Digitisation, stiffer competition and of course the explosive development of social media have thoroughly altered the creator’s role. Having to manage everything on one’s own is difficult and creators need a partner who is on their side
“Without Bulls I’d never have been able to reach as many papers as I’m able to do today,” says Niklas Eriksson, the creator of cartoons including Carpe Diem, Fia and #Sverige. “I’m of course particularly grateful for the joint American launch by Bulls and King Features.”
Because of all the competition and the enormous amount of information we are fed on a daily basis, it has become increasingly difficult to get paid for content. Nowadays, more “market sell” is needed to get content out – and get paid for it. But the growth of social media is a boon other ways, providing good channels for creators.
“Unfortunately, it’s not the golden age for comics right now, given the drop in newspaper reading,” says Niklas Eriksson. “On the other hand, it’s easy to get a good drawing across via social media and to spread your stuff there.”
Greater focus on creating
Having a partner like Bulls means that creators get help with negotiations, contracts and control of their brand, which in turn means they can focus on creating new output.
“I’m not at all comfortable in the marketing role – I find it enormously difficult to beat my chest and say that I’m good,” says Malin Biller, the cartoonist behind the Biller series. “Thanks to Bulls, I don’t have to think about that side of things.”
Sometimes, Bulls also helps out with colouring, distribution and translation, as well as in cases where the creator wishes to produce a book, a magazine or the like.
“Bulls helps me with the translation and colouring. And that is great because I can then focus on just creating,” says Niklas Eriksson.
Most creators work digitally nowadays
In the old days, cartoonists delivered their strips as originals on paper in envelopes. Today, everything is distributed digitally. Many creators work completely digitally with the aid of things like graphics tablets and software for digital drawing etc. But there are exceptions.
“I prefer to draw on paper but I work faster with the aid of the computer,” says Malin Biller. “I usually draw in black and white on paper and then colour it digitally.”
If it was just up to her, Malin would colour her drawings on paper as well, which she sometimes does. Quick deliveries are at a premium today, however, and doing everything on paper is time-consuming.

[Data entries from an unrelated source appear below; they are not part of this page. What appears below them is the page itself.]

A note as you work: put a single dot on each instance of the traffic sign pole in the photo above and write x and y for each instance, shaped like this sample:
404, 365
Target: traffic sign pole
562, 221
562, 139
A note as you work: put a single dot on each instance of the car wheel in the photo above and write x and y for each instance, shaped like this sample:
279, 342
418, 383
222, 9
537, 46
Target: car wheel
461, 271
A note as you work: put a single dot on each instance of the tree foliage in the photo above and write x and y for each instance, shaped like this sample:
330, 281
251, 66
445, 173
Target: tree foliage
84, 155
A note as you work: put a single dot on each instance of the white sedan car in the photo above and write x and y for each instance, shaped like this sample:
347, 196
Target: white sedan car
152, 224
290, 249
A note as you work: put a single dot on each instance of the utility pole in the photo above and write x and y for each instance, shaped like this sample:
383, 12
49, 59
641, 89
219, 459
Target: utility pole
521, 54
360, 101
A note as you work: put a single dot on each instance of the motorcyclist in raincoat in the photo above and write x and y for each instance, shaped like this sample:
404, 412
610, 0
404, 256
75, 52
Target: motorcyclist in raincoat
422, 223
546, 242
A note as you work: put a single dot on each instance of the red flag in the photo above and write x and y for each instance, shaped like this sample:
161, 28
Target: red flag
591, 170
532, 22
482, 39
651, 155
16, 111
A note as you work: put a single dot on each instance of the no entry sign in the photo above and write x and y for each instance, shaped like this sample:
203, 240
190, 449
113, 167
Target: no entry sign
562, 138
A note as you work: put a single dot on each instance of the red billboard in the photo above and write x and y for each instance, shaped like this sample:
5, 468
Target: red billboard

“I actually want to be a bit artistic, and colouring with watercolours has a completely different feel, but there isn’t always time for that,” says Malin Biller.

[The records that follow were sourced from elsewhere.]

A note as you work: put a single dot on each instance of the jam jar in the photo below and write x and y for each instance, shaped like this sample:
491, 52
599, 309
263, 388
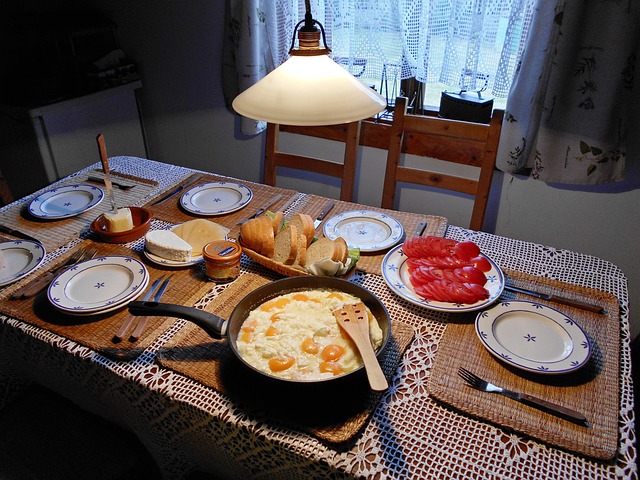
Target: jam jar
222, 260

Greater scope before, faster tempo now
The advent of social media has led to more polarisation. Creators are at greater risk of being misunderstood – content can appear in the wrong context and be misinterpreted as a result. Here, Bulls’ editors help out.
“I have a free hand but I get help from Bulls with proofreading and discussing jokes that may be a little sensitive,” says Malin. “You have to be a bit provocative, otherwise things can easily fall flat. ”It’s a balancing act.”
The tempo is constantly increasing as a result of today’s intensive news flow, and fresh things are happening all the time that can be joked about.
“If you do topical satirical drawings you need to get them out really quickly before the subject ‘fades away’ and is overtaken by the next scandal,” says Niklas Eriksson.
The world is changing all the time but Bulls still believes in a bright future for these cartoon strips.
“There’s a lot going on in the media nowadays and things are moving quickly” ”But good content is still of paramount importance,” says Mikael Tegebjer, Chief Business Development Officer.